Paying for the Pipeline Can Mean Paying the Piper

It’s also critical to monitor valuations—and what’s driving them. Investors shouldn’t pay a premium for pipeline drugs that may never see the light of day. When you’re not paying for the pipeline, positive clinical results can still boost a company’s stock price—that’s the optionality. But the effect of disappointing results should be muted because pipeline expectations were never baked into the price to begin with. By contrast, stock valuations tightly tethered to drug pipelines can be buffeted with volatility if clinical results disappoint.

Currently, we think several drug developers are worth watching. One such firm is working to treat cystic fibrosis—an inherited, life-threatening condition that can cause severe damage to the lungs, digestive system and other organs. Another is producing a market-leading treatment for pulmonary arterial hypertension. But their appeal isn’t tethered to the potential of these new products; both have a strong core businesses, yet neither company’s investment prospects depend on clinical trial success, in our view.

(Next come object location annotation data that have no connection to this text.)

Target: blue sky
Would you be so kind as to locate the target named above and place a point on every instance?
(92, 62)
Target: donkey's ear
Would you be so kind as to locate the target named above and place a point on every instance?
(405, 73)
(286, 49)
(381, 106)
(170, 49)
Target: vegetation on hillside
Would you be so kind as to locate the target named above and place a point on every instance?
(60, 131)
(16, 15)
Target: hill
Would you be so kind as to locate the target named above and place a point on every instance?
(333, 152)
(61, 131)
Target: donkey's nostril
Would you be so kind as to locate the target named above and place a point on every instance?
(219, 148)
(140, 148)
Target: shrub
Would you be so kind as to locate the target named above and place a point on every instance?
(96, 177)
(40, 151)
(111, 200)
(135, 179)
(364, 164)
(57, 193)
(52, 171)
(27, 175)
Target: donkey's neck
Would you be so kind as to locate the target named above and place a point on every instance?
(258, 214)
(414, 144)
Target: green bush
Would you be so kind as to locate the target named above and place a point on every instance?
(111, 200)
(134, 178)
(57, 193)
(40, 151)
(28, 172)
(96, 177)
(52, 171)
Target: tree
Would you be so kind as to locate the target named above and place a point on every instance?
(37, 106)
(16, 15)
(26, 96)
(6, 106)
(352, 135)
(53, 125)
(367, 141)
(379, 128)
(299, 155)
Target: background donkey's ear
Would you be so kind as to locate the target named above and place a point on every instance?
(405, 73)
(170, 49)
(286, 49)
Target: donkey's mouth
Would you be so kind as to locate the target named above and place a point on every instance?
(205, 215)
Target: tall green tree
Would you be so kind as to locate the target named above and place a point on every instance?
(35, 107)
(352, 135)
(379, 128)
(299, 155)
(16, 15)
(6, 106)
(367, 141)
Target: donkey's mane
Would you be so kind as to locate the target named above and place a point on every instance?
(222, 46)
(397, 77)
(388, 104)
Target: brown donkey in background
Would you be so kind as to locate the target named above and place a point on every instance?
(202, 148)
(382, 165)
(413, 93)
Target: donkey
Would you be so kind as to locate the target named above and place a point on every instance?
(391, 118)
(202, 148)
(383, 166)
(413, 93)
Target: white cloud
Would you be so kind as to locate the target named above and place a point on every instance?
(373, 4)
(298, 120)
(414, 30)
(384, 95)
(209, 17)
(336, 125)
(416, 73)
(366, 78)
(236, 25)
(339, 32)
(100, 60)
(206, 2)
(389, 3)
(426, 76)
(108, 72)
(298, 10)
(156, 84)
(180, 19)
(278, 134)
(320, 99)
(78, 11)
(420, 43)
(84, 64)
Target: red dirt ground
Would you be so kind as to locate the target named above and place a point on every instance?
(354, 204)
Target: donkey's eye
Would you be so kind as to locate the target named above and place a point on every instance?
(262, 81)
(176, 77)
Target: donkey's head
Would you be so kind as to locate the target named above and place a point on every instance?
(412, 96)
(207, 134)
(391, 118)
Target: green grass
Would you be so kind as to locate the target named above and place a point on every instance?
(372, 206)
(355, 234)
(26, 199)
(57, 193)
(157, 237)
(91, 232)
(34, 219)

Healthcare Has Opportunities Beyond Pharma

Of course, there’s a lot more to healthcare than drug development. We see opportunities in diagnostics, which are accelerating on the strength of human genome sequencing. In addition, minimally invasive therapies and robotics are helping hospitals increase patient turnover while containing costs. Telemedicine has also received a boost, as a growing number of patients seek to consult with doctors virtually. Firms in these growth areas offer investors access to promising technologies without the risks inherent in forecasting hot drug prospects.

As always, we believe healthcare is best accessed through active management. Using fundamental research, skilled managers can identify companies with a higher-than-average likelihood of clinical success—without being dependent on it. And by evaluating corporate leadership, active managers can spot companies with strong R&D track records and a history of innovation and profitability.

Sure, a big drug breakthrough can be a boon for investors. But if scientists struggle to predict successful drug developments, why would investors be able to do any better? Over the long run, it’s the business itself—and not the pipeline—that wins the day. 

The views expressed herein do not constitute research, investment advice or trade recommendations and do not necessarily represent the views of all AB portfolio-management teams. Views are subject to change over time.